The Sleeptracker Pro watch uses a built-in accelerometer to guess when your are most close to waking while asleep, then gently nudges you with its vibration or beeps to wake you. By catching you at the right point of your sleep cycle, rather than at an arbitrary time you set before you went to sleep, the Sleeptracker aims to help you wake refreshed.
I haven’t been using the Sleeptracker Pro for very long—about a week, and not every night—but I’ve already been surprised at how well it works at waking me up at a point where it doesn’t feel like I’m about to have a heart attack. So that’s an improvement right there. I have the privilege of being able to set a fairly large window for it to wake me within. I gave it a full hour window, although it will go as large as an hour-and-a-half, and as narrow as twenty minutes.
Because you have to set that initial window, I wasn’t able to just slap it on my wrist and crash out the first time I used it. In fact, because I needed to thumb through a manual to figure out what to do, I put it aside for a few nights before I was ready to futz with it. Because it’s a watch and not something with a larger screen, this is more difficult than it might have to be. The stilted, overly technicaly language in the manual doesn’t help.
(The whole setup process could be humanized simply by asking three questions: “Roughly when do you want to wake up?”; “Okay, so somewhere between 6 and 7 AM?”; “Let me know when you’re going to sleep!” Hard to do on a watch, unfortunately.)
Once configured, though, using the Sleeptracker was as easy as holding down the “Down” button to indicate I was going to bed. In the morning it would wake me—at least when I wouldn’t wake myself a few minutes before it did. Something about anticipating being woken by a new clock made my body’s internal clock more sensitive.
The Sleeptracker Pro is ugly. You could wear it all day if you wanted to—it works just fine as a regular watch—but you won’t because it’s orange and because its small LCD window on a moderately large face makes it look cheap. On the other hand, the orange highlights make it easier to pick out on a cluttered desk in the twilight.
The “Pro” in Sleeptracker Pro indicates a few upgraded features from the previous (and still available) model, most notably bundled software that allows you to download and compare your sleep history to track how restless you may have been in the night. But because the Sleeptracker Pro only has enough storage inside for one night’s data, if you miss a night you’re out of luck. I also didn’t find the provided data to be all that interesting or useful and the included software was unattractive visually and experientially.

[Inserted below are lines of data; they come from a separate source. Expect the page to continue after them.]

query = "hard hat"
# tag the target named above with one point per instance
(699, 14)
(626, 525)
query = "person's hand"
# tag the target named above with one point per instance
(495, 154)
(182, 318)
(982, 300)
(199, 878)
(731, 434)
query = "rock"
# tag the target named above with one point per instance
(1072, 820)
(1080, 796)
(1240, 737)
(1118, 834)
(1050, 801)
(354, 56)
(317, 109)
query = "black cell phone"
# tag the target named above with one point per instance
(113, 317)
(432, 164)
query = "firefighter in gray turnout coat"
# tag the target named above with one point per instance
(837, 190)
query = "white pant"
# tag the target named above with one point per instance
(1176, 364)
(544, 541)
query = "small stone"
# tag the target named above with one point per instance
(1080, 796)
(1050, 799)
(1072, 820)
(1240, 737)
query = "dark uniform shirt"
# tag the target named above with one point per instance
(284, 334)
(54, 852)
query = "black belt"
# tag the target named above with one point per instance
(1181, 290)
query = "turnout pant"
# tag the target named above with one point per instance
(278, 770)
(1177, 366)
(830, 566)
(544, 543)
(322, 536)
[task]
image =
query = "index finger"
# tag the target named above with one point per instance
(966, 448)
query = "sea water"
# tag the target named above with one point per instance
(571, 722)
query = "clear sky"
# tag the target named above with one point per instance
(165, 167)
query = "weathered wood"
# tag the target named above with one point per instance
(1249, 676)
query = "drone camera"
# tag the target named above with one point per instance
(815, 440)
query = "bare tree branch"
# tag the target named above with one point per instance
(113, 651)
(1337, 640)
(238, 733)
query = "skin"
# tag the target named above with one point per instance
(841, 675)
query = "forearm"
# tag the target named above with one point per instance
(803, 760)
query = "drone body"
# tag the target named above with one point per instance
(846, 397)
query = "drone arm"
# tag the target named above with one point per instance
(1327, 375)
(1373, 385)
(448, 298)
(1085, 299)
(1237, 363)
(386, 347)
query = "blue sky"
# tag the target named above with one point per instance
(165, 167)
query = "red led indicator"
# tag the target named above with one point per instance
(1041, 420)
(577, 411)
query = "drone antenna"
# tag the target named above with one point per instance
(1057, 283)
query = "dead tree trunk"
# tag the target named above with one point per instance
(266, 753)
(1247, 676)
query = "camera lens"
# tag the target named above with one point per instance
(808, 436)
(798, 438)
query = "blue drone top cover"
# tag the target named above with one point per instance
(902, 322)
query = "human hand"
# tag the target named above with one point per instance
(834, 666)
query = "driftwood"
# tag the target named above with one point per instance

That doesn’t matter much, though, because the Sleeptracker Pro is only $30 more than the $150 Sleeptracker Standard, and it’s worth $30 alone to get the vibration feature, which the cheaper model does not have.
One morning the Sleeptracker went off on my desk. I’d forgotten to wear it. Apparently Sleeptracker does not do any baseline movement monitoring to tell if it’s on your arm or if you are dead.
The way the USB connects to the watch is kind of neat. Rather than having a standard mini USB port on the side that would compromise water resistance—and you definitely want a watch that wakes you from sleep to resist morning showers—there are three small discs on the bottom of the watch. The included cable has a USB port on one end for your computer and a three-tooth clip on the other. Syncing doesn’t happen automatically, though. You’ll have to switch the watch to data mode, attach the clip, open the software on your Windows PC, and press a sync button. It’s a hassle.
Would I buy one? For the average person, $180 is too much for an alarm clock, no matter how personalized and feather-like its touch. But if you are the sort of person who always seems to wake up in a blur, it might be worth a shot. Waking up well is important. Frames your whole day. You could also try going to bed earlier, not setting an alarm at all, and telling yourself roughly when you’re like to wake up. You might be amazed at how accurate your brain alone can be.